Tag: AI Strategy

  • Why the smartest carriers use AI to buy their people time, not cut them

    Source: The Future of Insurance Podcast S8E25 with Chris Tunnicliffe – Transcript

    TLDR:

    • The real blocker to AI in insurance is people and fear, not the technology, and the savviest carriers guarantee jobs for two to three years while framing AI as speed and capacity.
    • “Digital lipstick,” meaning AI layered on top of legacy systems, creates the illusion of progress; the value comes from going below the surface and placing humans in the loop deliberately.
    • Vibe coding could finally bring real tooling to small specialty and E&S books that never justified a big system.

    Chris Tunnicliffe has spent decades on both sides of the insurance table, running IT for carriers and building products for the market.

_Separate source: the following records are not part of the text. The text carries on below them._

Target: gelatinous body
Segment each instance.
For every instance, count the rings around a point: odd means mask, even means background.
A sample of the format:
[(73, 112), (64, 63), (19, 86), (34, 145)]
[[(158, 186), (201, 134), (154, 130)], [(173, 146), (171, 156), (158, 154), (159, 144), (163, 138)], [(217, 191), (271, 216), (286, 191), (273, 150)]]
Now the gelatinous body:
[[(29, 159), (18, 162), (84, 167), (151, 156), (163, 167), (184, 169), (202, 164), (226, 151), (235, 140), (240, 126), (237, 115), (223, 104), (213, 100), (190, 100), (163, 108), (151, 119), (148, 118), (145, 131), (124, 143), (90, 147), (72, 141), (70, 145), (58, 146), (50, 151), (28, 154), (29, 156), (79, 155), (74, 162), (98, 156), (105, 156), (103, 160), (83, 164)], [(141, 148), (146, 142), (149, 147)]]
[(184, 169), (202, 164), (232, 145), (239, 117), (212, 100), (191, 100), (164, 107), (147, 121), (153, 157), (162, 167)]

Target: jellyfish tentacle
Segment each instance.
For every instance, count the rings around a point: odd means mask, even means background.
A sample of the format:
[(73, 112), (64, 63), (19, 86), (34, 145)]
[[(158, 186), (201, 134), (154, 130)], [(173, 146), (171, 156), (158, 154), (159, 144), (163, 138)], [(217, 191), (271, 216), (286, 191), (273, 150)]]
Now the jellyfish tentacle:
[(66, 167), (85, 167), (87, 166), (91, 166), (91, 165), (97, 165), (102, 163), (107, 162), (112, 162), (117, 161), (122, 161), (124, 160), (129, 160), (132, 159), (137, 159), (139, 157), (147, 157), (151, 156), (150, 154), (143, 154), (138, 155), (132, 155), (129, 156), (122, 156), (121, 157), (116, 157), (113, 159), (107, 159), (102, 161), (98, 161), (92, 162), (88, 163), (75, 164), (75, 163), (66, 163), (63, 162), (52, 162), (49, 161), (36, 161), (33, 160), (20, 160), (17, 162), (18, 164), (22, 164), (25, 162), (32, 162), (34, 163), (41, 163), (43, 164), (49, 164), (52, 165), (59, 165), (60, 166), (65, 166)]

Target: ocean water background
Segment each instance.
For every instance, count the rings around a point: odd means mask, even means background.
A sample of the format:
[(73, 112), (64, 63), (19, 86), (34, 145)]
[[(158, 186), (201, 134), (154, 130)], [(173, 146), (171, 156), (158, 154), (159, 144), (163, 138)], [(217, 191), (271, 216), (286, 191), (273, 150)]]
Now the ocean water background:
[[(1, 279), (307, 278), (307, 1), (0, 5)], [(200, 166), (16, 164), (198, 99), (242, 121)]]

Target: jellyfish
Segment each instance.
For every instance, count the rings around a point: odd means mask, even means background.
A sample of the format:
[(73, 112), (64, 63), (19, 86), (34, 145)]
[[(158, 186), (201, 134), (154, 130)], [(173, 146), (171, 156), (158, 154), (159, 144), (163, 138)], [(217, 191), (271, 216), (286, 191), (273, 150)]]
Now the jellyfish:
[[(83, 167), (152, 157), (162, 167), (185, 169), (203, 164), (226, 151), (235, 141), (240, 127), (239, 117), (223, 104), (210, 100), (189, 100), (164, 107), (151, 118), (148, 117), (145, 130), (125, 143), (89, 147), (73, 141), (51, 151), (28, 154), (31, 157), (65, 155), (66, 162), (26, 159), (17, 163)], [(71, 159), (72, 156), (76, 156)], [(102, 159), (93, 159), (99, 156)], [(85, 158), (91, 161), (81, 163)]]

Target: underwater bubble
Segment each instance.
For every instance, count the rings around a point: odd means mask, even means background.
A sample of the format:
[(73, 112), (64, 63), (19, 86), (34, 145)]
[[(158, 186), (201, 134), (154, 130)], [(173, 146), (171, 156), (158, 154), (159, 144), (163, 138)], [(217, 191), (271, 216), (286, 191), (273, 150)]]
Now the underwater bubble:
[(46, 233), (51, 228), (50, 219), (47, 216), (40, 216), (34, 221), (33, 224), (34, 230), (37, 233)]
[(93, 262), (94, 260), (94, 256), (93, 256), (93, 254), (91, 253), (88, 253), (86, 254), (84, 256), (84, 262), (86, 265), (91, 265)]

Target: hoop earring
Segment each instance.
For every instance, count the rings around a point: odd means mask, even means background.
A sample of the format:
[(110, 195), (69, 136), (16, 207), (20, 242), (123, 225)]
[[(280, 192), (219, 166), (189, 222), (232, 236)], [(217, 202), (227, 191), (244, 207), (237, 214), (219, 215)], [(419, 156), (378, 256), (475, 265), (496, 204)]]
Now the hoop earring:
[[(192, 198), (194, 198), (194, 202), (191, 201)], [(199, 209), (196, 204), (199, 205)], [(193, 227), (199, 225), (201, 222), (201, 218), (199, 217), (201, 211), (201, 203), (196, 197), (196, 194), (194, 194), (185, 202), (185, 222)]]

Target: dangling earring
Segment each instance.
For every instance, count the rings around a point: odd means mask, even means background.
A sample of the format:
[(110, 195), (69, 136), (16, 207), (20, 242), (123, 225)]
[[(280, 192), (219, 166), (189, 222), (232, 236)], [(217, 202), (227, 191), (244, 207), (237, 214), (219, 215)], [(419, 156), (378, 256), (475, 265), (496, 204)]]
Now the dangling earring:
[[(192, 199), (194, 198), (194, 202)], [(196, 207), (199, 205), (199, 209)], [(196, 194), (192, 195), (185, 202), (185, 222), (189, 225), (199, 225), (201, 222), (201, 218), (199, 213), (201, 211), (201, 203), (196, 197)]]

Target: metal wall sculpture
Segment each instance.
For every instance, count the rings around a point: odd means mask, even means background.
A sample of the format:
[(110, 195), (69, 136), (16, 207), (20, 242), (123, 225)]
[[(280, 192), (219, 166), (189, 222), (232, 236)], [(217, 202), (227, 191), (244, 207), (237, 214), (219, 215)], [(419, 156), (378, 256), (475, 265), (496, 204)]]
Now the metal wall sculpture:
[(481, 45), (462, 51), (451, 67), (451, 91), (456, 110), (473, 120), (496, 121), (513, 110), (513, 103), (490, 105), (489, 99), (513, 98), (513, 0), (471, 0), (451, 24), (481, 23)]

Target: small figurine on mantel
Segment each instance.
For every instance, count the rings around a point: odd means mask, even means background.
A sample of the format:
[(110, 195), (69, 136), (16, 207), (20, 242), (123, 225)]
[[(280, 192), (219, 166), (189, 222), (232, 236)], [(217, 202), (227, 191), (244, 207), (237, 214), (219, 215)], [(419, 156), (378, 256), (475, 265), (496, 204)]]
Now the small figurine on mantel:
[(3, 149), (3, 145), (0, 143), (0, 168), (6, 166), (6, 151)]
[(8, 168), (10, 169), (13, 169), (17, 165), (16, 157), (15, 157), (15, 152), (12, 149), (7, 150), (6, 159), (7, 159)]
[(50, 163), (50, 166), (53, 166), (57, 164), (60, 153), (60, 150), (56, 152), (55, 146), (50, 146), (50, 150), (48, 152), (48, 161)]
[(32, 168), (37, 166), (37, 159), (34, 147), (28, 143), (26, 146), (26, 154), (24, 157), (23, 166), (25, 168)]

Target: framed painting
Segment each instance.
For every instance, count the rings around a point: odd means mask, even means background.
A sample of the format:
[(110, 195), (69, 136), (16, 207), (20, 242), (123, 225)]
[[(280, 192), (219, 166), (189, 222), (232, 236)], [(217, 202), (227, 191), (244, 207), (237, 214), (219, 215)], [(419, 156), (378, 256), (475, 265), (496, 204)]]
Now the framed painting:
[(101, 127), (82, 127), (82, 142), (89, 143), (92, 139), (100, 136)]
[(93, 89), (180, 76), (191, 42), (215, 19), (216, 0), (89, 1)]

In this closing episode of season eight, he and host Bryan worked through where AI is genuinely changing carrier operations and where it is mostly noise. His most useful ideas are reframes that cut against the common script.

    The data and experience problems are old, the tools are new

    The hunger for better data is not new. What changed is that AI can now attack it differently. Tunnicliffe describes carriers that modeled claims data over eight or nine years, built a taxonomy, and can now tell an insurer which three or four indicators predict a complex claim so it routes to the right place faster. Others use AI to leave legacy data where it sits and pull it together on demand, turning analysis that took weeks into something that takes minutes. On experience, he draws a persona line: with a minor motor claim he just wants to submit photos and be served, but when his 84-year-old father has an accident, the man wants to hear compassion in a human voice.

    Human in the loop, placed on purpose

    Tunnicliffe’s sharpest operational point is about where the human sits. Do not park the reviewer at the very end as a rubber stamp. Instead, compare outputs: if the human reaches decision A and the model reaches decision B, route it to a person. If both agree, ask why you would add a human at all. He is clear that fully autonomous claims are not here yet, so keep sanity checks running until the data earns more autonomy. He also pushes back on the perfectionism that stalls projects. Imperfect data already exists, because Janice and Jim enter messy data after a sleepless night with a crying baby. He recalls a peer running a loss ratio around 120 to 130 who refused a predictive model because it “might be wrong,” while his current approach was clearly losing money for years. Anchoring in the devil you know is still a choice with a cost.

    The people play, and tooling for the small books

    His boldest move is reframing AI away from cost-cutting. Some leaders squeeze every department to force AI in. The savvy ones instead tell staff their jobs are secured for two to three years, position AI as faster speed to market and easier data processing, and free up time for people to be innovative, what he calls time around the water cooler. That cultural space, not just offloading drudgery, is what keeps a company transforming. He also sees vibe coding, meaning describing a system in plain language and having AI build a working version, as a way for tiny specialty or E&S teams to create their own apps and workflows without a large tech team, finally breaking the scale barrier that kept good tools away from niche lines.

    The Bottom Line

    AI is not a silver bullet, it is a shovel, so the value comes from the work you put in and the culture you set. Stop layering digital lipstick on legacy systems, place humans in the loop where outputs disagree rather than at the end, and tell your people the truth about job security so fear does not quietly stall the whole effort.